To be sure, debt relief for relatively well-off college graduates is politically fraught. But Nebraska’s legal reasoning was not about the wisdom or content of Biden’s debt-relief program. Rather, it boiled down to the simple question of who has the authority to enact such a program — the president or Congress?

On that count, the term’s final decision may have been its easiest to resolve on the merits. The court merely restated what then-House Speaker Nancy Pelosi explained two years ago: “People think that the president of the United States has the power for debt forgiveness. He does not. … That has to be an act of Congress.”

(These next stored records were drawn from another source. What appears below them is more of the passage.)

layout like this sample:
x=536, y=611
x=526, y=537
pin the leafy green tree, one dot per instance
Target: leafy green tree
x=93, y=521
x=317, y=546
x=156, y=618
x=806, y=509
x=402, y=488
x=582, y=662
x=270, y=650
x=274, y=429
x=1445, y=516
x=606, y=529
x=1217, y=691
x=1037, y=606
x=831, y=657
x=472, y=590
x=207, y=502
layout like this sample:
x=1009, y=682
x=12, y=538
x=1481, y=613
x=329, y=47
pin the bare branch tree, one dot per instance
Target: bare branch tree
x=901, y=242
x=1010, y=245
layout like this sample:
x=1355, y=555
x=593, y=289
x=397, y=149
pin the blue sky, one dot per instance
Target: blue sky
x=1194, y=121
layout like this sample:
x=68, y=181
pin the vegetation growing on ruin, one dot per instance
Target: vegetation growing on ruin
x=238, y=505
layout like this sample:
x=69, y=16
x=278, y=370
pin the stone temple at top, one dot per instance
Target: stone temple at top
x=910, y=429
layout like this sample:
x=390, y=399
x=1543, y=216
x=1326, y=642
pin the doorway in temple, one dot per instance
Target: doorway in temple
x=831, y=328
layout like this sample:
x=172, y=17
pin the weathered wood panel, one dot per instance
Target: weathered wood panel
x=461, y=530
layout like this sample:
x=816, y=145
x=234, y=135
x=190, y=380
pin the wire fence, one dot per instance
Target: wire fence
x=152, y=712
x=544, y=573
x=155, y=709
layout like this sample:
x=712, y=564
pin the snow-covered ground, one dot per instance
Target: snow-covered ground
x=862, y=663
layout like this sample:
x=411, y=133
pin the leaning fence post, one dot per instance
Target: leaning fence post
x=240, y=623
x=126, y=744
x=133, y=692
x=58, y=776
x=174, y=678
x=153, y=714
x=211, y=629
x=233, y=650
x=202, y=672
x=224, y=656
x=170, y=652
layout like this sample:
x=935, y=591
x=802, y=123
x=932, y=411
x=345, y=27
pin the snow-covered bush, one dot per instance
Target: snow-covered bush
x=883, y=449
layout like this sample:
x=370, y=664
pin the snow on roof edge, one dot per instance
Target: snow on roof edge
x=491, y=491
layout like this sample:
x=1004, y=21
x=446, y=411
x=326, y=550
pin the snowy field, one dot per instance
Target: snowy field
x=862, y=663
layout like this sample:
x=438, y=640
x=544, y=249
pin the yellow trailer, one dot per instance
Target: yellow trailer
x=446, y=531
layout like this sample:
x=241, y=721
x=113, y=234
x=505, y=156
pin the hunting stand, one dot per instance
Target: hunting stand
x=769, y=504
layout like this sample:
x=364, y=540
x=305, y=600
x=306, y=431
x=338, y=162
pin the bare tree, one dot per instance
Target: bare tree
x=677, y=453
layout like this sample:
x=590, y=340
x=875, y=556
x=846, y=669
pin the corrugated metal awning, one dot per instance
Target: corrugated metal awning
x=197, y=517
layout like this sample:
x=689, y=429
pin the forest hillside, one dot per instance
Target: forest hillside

Pelosi’s statement is grounded in what schoolchildren around the country once learned in civics class: the Constitution separates power between the legislative, executive and judicial branches. Only Congress (the legislative branch) may write laws to create new federal programs, and only Congress may appropriate taxpayer dollars to pay for those programs. The president (the executive branch) may not exercise those powers. This separation of powers is no mere formality. Rather, the Framers knew that if the president exercised legislative and spending powers without authorization by elected members of Congress, he would be no different from a king who dispenses public funds to his cronies.

Thus, any student who paid attention in civics class would know that only Congress may rewrite student-loan laws to cancel a debt, and only Congress may spend hundreds of billions to pay for that cancellation. Biden certainly knew. That is why he repeatedly asked Congress to cancel student debt through legislation. Only after Congress declined did he claim executive power to act unilaterally. But if he had unilateral authority all along, why ask Congress in the first place?

Pelosi’s July 2021 explanation that the president lacks the power to unilaterally cancel student-loan debt was decidedly uncontroversial. Neither the White House nor legal scholars nor media outlets disputed her claim. Even after Biden announced his debt-cancellation plan, progressives did not rush to defend its legality on the merits. They instead argued that no one had standing — a legal concept that prevents parties who did not suffer a concrete injury from suing — to challenge the clearly illegal plan in court. If true, there would have been a loophole in the Constitution that any president could exploit to exercise legislative and spending powers he knows to be forbidden.

The Supreme Court held in Nebraska that no such loophole exists. Its legal reasoning rests on the uncontroversial principle that the president cannot unilaterally dispense massive sums to a favored constituency — here, college graduates. Any controversy should instead focus on Biden’s decision to abandon that principle when it became politically expedient, thus violating his solemn oath to “preserve, protect and defend the Constitution of the United States.”

Nebraska’s impact extends beyond saving $3,000 per taxpayer — although that is significant by itself. Six Supreme Court justices upheld their duty to preserve the Constitution’s separation of powers, and they stopped a president who tried to be king.